Aim of this experimental study was to develop an in vitro model that simplifies the study of various factors regulating neuronal regeneration.

An in vitro-system that allows co-culture of slices from rat motorcortex and spinal cord (p4) was established. Two groups of cultures were investigated: In the first group, intact spinal cord slices were cultured adjacent to motorcortex slices, while in the second group the spinal cord slices were sagitally cut into halves, with the sectioned interface placed directly adjacent to the motorcortex, in order to prevent the spinal white matter from interference. Each group was further divided into two subgroups: The NT-3 group, where the culture medium contained 50 ng/ml NT-3 and the control group treated with normal culture medium. Motorcortex pyramidal neurons were anterogradely labelled with MiniRuby, a 10 kD biotinylated dextran amine.

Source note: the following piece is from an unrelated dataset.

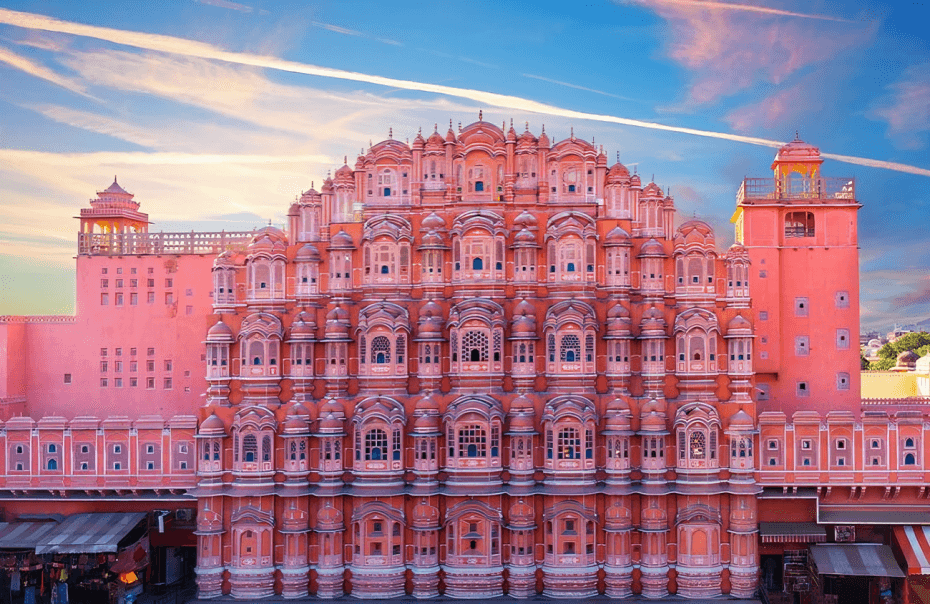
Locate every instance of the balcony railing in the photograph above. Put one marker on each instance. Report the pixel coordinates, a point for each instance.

After 4 days the co-cultures were propagated, and axonal sprouting occurred. The group of co-cultures treated with NT-3 showed an improved cortical cytoarchitecture, and sprouting axons were more frequently observed. In NT-3-treated co-cultures where spinal cord gray matter was directly opposed to cortical slices sprouting axons entered the adjacent spinal cord tissue. This phenomenon was not observed if spinal white matter was opposed to the cortical slices, or if NT-3 was absent.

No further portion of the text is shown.